The young left, frightened of Trump, takes on banners a Mexican politician. And he makes a mistake.
Sheinbaum so continues the solutions of the predecessor — state scholarships for young people in vocational education or pension support for the oldest citizens. It works because 7% of the population inactive lives in utmost poorness in Mexico, or just over 9 million citizens. With specified a social structure, it is easier than in rich countries to accomplish spectacular success — it simply starts with a lower ceiling. Doesn't mean the another countries have a chance to replicate this model.
And it is in this conviction that 1 should look for the essence of the uniqueness of Claudia Sheinbaum as a pattern of anti-Trumpian attitudes. It was in Michelle Goldberg's already mentioned text that she accurately described, citing many talks with Democratic organization congressmen and young people, frequently representing something like European socialism activists of this party. Many of them have already spoken openly about the repetition of Sheinbaum's strategy, or at least her kind of government and public statements, as the key to defeating Trump and the MEGA movement. Goldberg notes here the analogy with the erstwhile Prime Minister of fresh Zealand, Jacinda Ardern, who played a akin function among the young leftist in the first word of the current US President. The problem is that this did not translate into anything at all, due to the fact that Ardern was the head of the government of a tiny and economically not peculiarly crucial country, she was besides a victim of the above-mentioned trend of punishing the pandemic governments by voters. Today, a young left, frightened of Trump, takes on the banners of a Mexican politician — and makes a mistake.

Claudia Sheinbaum during a press conference at the National Palace in Mexico, 11 March 2025.
Michelle Goldberg rightly notes that the idealization of Sheinbaum by today's American Democratic opposition is simply designing her own dreams and fears. Democrats in the United States, like almost all country in the world, are so dramatically thirsty for a charismatic leader who would lead their further conflict that they hold on to all lifeline.

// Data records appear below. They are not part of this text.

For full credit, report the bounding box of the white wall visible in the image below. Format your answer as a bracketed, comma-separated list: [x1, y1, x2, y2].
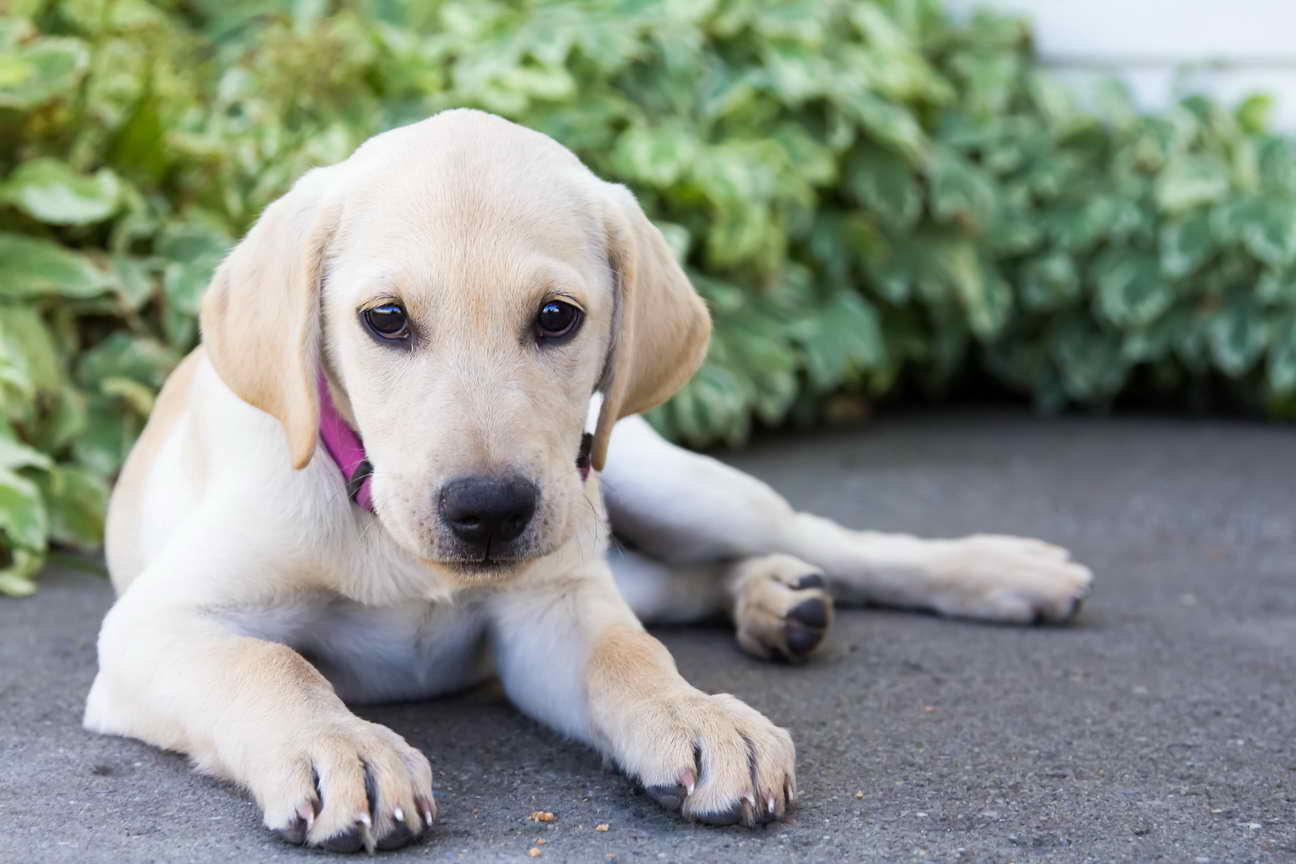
[946, 0, 1296, 131]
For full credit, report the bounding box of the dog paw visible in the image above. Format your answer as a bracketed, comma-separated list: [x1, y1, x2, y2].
[253, 718, 437, 852]
[622, 692, 797, 826]
[731, 554, 833, 662]
[931, 534, 1094, 623]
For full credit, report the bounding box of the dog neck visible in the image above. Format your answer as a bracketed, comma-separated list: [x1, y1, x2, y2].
[316, 372, 373, 513]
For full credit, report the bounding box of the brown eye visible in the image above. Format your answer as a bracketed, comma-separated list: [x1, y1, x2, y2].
[360, 303, 410, 342]
[535, 301, 582, 339]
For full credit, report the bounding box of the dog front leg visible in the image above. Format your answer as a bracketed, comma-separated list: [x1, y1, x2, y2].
[603, 417, 1093, 623]
[86, 566, 435, 851]
[494, 569, 796, 825]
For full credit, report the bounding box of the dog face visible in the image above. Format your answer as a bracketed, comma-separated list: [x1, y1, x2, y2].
[202, 111, 709, 582]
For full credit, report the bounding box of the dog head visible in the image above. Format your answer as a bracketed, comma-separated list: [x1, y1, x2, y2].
[202, 110, 710, 580]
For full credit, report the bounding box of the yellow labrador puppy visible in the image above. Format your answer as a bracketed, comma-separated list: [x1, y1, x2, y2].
[86, 111, 1090, 851]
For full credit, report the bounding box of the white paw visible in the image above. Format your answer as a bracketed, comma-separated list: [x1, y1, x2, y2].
[250, 718, 437, 852]
[611, 690, 797, 826]
[928, 534, 1094, 623]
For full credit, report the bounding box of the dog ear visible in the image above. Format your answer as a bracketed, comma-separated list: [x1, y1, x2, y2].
[201, 168, 337, 468]
[590, 184, 712, 470]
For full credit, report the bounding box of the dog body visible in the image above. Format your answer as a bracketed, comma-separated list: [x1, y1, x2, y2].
[86, 111, 1090, 850]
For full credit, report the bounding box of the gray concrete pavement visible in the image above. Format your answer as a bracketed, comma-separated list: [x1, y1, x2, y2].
[0, 412, 1296, 864]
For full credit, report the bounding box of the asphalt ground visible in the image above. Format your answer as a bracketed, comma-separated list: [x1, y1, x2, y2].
[0, 412, 1296, 864]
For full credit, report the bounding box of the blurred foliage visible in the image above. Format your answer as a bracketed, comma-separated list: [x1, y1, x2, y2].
[0, 0, 1296, 595]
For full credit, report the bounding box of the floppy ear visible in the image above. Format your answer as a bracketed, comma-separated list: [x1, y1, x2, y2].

On a smaller scale, Prime Minister Donald Tusk suffered the same effect in Europe a year and a half ago, praised for defeating populists in elections more outside Poland than in the country. The European progressive camp regarded his triumph as an impulse that would halt the cavalcade of the far right on the Old Continent — although even Tusk himself said that he had to focus mainly on doing his own country.
The same will be actual of Sheinbaum, who can besides deal with Trump, or alternatively usage him to intensify his fight against drug cartels. Therefore, bringing both politicians together is not excluded, even if they are playing hard against each other. That is why this analysis concludes as much apparent as it does at this phase of global change. Even if there are opponents of American post-liberalism in all countries, each will gotta make its own prescription to fight this phenomenon. A common, mobilizing mass, but embedded in local contexts — only then can these strategies succeed. There's no another way. Everyone has to do it on their own. And Claudia Sheinbaum seems perfectly aware of that.